Associação de blocos de rua: alívio

Em nota, a Associação de Blocos de Rua do Rio (Sebastiana), disse estar aliviada, e que a posição do prefeito Eduardo Paes vai ao encontro da posição da organização. Para a Sebastiana, só se pode pensar em carnaval no Rio quando houver imunização de toda a população:

"A Sebastiana recebe com alívio e apoia a decisão do prefeito do Rio de Janeiro Eduardo Paes de cancelar definitivamente o carnaval de 2021, não considerando inclusive viabilidade na realização da festa em julho.

A decisão do prefeito Eduardo Paes vem ao encontro do posicionamento da Sebastiana anunciado anteriormente, que reitera a não realização dos desfiles dos seus blocos em 2021. O retorno dos blocos às ruas só poderá se dar quando houver vacina e imunização de toda a população, condição essa que assegure a segurança de todos.

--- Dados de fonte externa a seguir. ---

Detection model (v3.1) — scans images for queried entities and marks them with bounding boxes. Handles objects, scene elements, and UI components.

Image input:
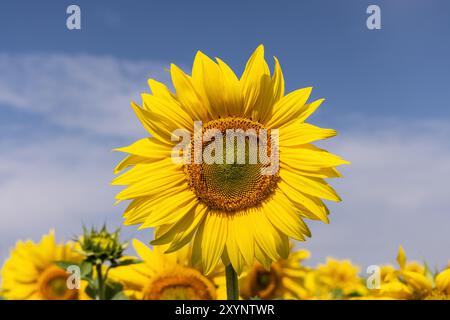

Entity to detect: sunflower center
[185,117,279,212]
[38,266,78,300]
[244,264,281,299]
[143,268,216,300]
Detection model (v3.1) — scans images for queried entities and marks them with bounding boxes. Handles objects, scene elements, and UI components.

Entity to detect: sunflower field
[0,45,450,300]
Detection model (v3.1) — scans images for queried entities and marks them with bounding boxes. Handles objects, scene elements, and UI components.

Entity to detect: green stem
[95,264,105,300]
[225,263,239,300]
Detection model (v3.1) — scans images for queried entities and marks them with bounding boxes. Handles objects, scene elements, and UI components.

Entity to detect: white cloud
[0,54,450,265]
[0,54,168,136]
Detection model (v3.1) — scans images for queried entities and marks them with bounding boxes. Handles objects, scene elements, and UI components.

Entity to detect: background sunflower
[113,45,348,280]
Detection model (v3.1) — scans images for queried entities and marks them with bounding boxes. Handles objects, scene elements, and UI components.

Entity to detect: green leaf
[80,261,92,280]
[111,259,142,268]
[105,280,123,300]
[111,291,130,300]
[55,261,80,270]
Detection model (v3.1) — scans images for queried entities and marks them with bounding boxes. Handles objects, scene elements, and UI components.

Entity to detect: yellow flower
[2,231,88,300]
[378,246,443,300]
[240,250,310,299]
[314,258,367,299]
[113,45,348,274]
[110,240,226,300]
[436,268,450,298]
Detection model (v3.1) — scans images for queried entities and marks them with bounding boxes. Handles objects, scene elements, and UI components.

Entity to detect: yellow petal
[280,170,341,202]
[279,122,336,147]
[241,45,274,123]
[267,87,314,129]
[139,191,198,229]
[202,212,228,275]
[263,192,311,241]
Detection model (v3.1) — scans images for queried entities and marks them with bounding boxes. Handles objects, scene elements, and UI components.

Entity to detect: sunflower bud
[78,226,127,264]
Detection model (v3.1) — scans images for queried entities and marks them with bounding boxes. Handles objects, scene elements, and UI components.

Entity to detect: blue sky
[0,0,450,272]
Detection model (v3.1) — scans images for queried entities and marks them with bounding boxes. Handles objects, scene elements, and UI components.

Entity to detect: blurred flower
[1,231,89,300]
[78,226,127,264]
[240,250,310,299]
[373,246,450,300]
[110,240,226,300]
[306,258,367,299]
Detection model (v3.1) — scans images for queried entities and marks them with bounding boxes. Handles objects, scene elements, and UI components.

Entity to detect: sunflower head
[240,249,310,299]
[78,226,127,264]
[113,45,348,274]
[1,231,88,300]
[111,240,225,300]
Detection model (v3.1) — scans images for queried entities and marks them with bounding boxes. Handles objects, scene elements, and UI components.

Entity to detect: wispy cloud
[0,54,450,265]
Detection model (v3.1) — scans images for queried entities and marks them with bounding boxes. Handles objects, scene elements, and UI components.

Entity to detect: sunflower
[1,231,88,300]
[240,250,310,299]
[305,257,367,299]
[113,45,348,274]
[110,240,226,300]
[375,246,450,300]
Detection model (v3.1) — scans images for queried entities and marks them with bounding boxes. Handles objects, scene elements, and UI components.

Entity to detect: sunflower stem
[95,264,105,300]
[225,263,239,300]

Embora saibamos que há uma legião de trabalhadores da cadeia produtiva do carnaval que serão afetados com essa decisão, entendemos também que a cidade não tem condições de organizar e financiar a estrutura necessária para um evento do tamanho do carnaval, considerado uma verdadeira operação de guerra, diante de tantos desafios. Outras prioridades se colocam no sentido de que se possa reerguer o Rio, principalmente no que toca a saúde e o trabalho.

Para nós, o mais importante nesse momento é o cuidado com as pessoas, o controle da pandemia e o respeito à vida e ao luto das famílias. Além disso, iniciar conversas com as secretarias de cultura tanto da prefeitura quanto do estado para que sejam criados editais de emergenciais de ajuda aos trabalhadores do carnaval".

'Carnaval fora de época'

Neste mês, o governador em exercício Cláudio Castro sancionou lei que inclui o carnaval fora de época em todo o estado. Com a medida, o calendário de datas oficiais do Rio de Janeiro será alterado, incluindo o mês de julho em todo ano dentro do projeto intitulado " CarnaRio - Carnaval fora de época ". No entanto, ligas de bloco se manifestaram contra a decisão tomada pelo governo em meio à pandemia de Covid-19. Procurado por meio de sua assessoria, Castro ainda não se pronunciou sobre a decisão de Paes.